La mujer descuelga el teléfono. Se acomoda el auricular en la oreja. Hace girar la carátula del aparato nueve veces, y mientras escucha el timbre de llamada, alisa los pliegues de su falda, se muerde los bordes de las uñas, respira hondo.
Atiende una voz de hombre: “¿Si?”. El que contesta es un españolito tímido que canta y toca la guitarra.
La mujer le dice que llama desde Barcelona: “Estoy desesperada. He conseguido tu teléfono para decirte que me va muy mal en mi matrimonio, que tengo un hijo con problemas, que mi marido los domingos se va al fútbol y me deja en casa con el niño. No se ocupa de él para nada”.
Durante un tiempo, el españolito tímido se conformó con escribir canciones para otros intérpretes. La idea de cantar sobre un escenario le provocaba una vergüenza terrible. El director de una discográfica le advirtió: “Como cantante no tienes futuro. No tienes una gran voz y, físicamente, no eres un galán de cine”. Un día lo convencieron para que grabara un disco. Rezó para que nadie lo comprara, pero una de sus canciones se convirtió en un hit. Entonces lo invitaron a debutar en una discoteca de Barcelona. Rezó para que sólo fueran a verlo cuatro gatos, pero el local se llenó. Todavía no se acuerda de lo que cantó aquella noche.
—Estoy harta de este hombre, no lo soporto más –le seguía contando la mujer por teléfono–. Me he puesto como una reina, y me he ido a conquistar a un locutor de radio que tiene una voz maravillosa. Creo que estoy enamorada de él. ¿Pero sabes qué? –la mujer empezó a llorar–. Me ha dicho: “Pero dónde vas. Yo tengo mi mujer.
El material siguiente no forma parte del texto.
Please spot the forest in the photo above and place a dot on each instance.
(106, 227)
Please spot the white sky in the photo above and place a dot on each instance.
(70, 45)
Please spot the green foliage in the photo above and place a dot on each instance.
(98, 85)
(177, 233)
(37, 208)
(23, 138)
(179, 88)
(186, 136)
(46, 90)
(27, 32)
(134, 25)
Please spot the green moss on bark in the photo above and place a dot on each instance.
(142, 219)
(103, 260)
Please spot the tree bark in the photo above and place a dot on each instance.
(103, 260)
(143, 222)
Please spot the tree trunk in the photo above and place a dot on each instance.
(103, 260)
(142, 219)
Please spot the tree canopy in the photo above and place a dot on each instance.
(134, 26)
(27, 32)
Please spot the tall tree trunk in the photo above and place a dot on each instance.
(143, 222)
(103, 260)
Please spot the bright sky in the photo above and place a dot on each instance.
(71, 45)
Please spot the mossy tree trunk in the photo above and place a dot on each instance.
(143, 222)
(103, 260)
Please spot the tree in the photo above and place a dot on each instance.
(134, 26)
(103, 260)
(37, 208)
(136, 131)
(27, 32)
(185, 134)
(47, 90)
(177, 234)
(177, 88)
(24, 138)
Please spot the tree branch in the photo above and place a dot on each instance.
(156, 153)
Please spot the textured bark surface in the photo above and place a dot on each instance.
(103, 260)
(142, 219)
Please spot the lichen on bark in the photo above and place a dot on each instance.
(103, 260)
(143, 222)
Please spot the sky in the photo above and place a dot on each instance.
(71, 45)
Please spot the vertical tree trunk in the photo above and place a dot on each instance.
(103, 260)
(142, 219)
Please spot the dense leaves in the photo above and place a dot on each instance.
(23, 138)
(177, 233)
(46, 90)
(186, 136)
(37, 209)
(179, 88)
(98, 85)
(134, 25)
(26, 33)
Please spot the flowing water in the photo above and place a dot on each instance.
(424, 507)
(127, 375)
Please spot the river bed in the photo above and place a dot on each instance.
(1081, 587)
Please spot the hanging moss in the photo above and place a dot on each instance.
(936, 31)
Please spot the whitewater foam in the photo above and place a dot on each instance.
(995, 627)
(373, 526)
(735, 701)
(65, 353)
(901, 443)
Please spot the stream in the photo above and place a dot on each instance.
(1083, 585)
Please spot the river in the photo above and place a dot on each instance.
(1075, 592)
Márchate”. Y de repente estoy aquí con mi bolso y mi vestido nuevo. Me han dado calabazas, José Luis. No sé qué hacer.
A pesar de su timidez, José Luis Perales se convirtió en un cantante de éxito. Algunos críticos dicen que sus composiciones son un despilfarro de ñoñería. Él se define como un periodista musical, un tipo que escribe sobre cosas simples, esas cosas que le suceden a la gente común. Historias que parecen de verdad, porque son de verdad.
Después de escuchar la confesión de aquella desconocida, Perales se preguntó, incrédulo: “¿Por qué me cuenta esto a mí?”. Y pensando, quizás, que el amor no se le concede siempre a quien más lo pide, alcanzó papel y lápiz y escribió: “Me llamas para decirme que te marchas, que ya no aguantas más / Que ya estás harta de verle cada día / De compartir su cama / De domingos de fútbol, metida en casa”.